Deux tribunaux pour un objectif explosif
La prochaine étape décisive du conflit entre l’UEFA et la FIFA pourrait se jouer non pas à Zurich ou à Nyon, mais devant deux tribunaux fédéraux américains.
Le 27 août, l’UEFA a déposé des demandes à New York et en Floride afin d’obtenir des documents et des témoignages concernant FIFA Forward Enterprise. Ce projet, désormais abandonné, prévoyait de céder à des investisseurs 20 % d’une société contrôlant d’importants droits commerciaux de la FIFA, contre 4,2 milliards de dollars.
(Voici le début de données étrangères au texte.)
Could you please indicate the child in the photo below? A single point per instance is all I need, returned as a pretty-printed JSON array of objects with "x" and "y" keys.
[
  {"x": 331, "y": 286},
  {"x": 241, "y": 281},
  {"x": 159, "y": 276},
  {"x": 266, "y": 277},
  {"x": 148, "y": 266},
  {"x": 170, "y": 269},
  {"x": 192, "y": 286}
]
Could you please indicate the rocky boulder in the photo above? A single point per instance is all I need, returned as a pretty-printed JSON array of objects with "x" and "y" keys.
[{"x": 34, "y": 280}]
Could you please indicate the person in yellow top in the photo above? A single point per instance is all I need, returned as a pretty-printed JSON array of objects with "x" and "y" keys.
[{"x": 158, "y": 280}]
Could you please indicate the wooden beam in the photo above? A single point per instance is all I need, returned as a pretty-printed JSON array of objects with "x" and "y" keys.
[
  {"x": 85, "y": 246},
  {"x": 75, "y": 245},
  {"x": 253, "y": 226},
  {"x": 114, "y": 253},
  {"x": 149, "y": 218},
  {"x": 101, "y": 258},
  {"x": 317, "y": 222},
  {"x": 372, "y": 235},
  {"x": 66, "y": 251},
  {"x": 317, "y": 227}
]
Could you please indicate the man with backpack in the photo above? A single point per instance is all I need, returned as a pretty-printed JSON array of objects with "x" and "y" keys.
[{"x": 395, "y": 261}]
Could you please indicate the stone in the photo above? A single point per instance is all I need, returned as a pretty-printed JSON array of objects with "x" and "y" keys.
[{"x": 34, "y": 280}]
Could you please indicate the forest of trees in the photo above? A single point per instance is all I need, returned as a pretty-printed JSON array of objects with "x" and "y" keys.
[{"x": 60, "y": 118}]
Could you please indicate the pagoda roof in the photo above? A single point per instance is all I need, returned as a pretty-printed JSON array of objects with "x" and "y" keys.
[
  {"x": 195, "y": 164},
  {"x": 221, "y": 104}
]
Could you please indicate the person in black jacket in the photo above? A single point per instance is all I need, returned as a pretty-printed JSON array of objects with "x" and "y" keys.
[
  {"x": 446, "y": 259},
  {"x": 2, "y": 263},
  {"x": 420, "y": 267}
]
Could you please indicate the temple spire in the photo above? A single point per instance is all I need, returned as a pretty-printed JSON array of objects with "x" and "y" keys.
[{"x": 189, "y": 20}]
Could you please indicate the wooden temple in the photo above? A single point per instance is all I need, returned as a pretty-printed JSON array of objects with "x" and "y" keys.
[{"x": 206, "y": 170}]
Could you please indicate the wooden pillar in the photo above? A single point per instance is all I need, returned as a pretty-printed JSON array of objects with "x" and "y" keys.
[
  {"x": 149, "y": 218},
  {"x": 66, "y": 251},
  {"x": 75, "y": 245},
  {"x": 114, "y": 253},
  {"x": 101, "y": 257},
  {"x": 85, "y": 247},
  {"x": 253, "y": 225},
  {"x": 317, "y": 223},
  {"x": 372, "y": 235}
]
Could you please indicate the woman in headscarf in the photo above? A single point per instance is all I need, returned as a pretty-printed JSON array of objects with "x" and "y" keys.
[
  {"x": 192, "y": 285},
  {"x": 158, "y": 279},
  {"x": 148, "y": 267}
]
Selon l’Associated Press, la procédure new-yorkaise vise Thrive Capital Management, fondée par Josh Kushner. En Floride, l’UEFA réclame des éléments à FIFA (AMERICAS), Inc. et FWC2026 US, Inc., deux entités liées à la FIFA et établies à Coral Gables.
Ces preuves pourraient alimenter une future plainte pénale en Suisse pour une éventuelle gestion déloyale imputée à Infantino et, potentiellement, à d’autres responsables de la FIFA.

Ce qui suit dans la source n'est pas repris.